Tan importante como identificar y manejar las herramientas y metodologías para facilitar, e incentivar, el aprendizaje de los más pequeños, es conocer cómo se desarrolla ese aprendizaje.

Según nuestro compañero, David Cuadrado, escritor, coach profesional y formador, existen 3 parcelas bien delimitadas en este proceso: Lo que llamamos la zona de desarrollo real, es decir lo que un niño es capaz de hacer por sí solo gracias a sus propias habilidades y actitudes: por ejemplo, aprender a decir palabras nuevas a través de la repetición y la contextualización de lo que experimenta a diario a su alrededor.
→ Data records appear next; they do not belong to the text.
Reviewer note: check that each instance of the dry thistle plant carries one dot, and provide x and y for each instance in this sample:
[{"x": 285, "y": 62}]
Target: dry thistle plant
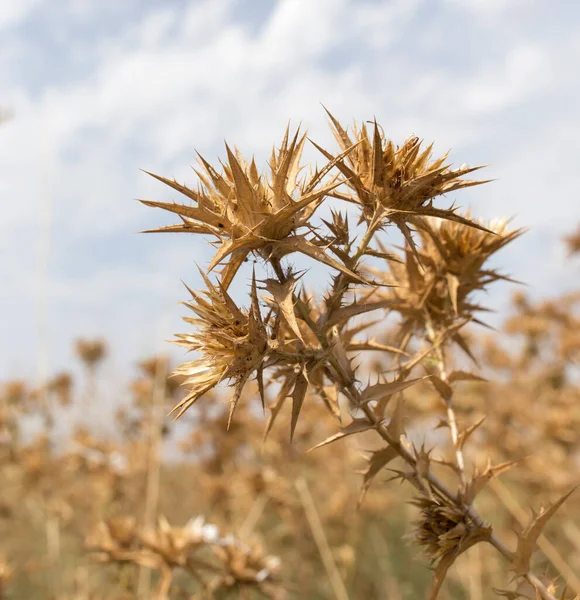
[
  {"x": 217, "y": 563},
  {"x": 301, "y": 346}
]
La zona de desarrollo potencial: lo que el niño podría llegar a aprender con la ayuda de un adulto experto: Por ejemplo aprender un nuevo idioma siguiendo las indicaciones de su profesor/a. Y la zona de de desarrollo próximo (o proximal), que se sitúa entre las dos anteriores y abarca todo aquello que el niño todavía no está suficientemente preparado para hacer por si mismo… pero casi.

 

El auténtico desarrollo maduro se alcanza a través de esa tercera fase de desarrollo próximo, o proximal, que es la que requiere un mayor esfuerzo de las tres, y, a la vez, la más efectiva. En esta tercera fase existe una estimulación externa que se ocupa de reforzar y recompensar los esfuerzos del niño y potenciar así su interés por el propio aprendizaje, y es precisamente esta zona la que permite a los niños, de una forma natural, aprovechar al máximo sus capacidades y les estimula a buscar nuevos aprendizajes y desafíos, manteniendo su curiosidad despierta.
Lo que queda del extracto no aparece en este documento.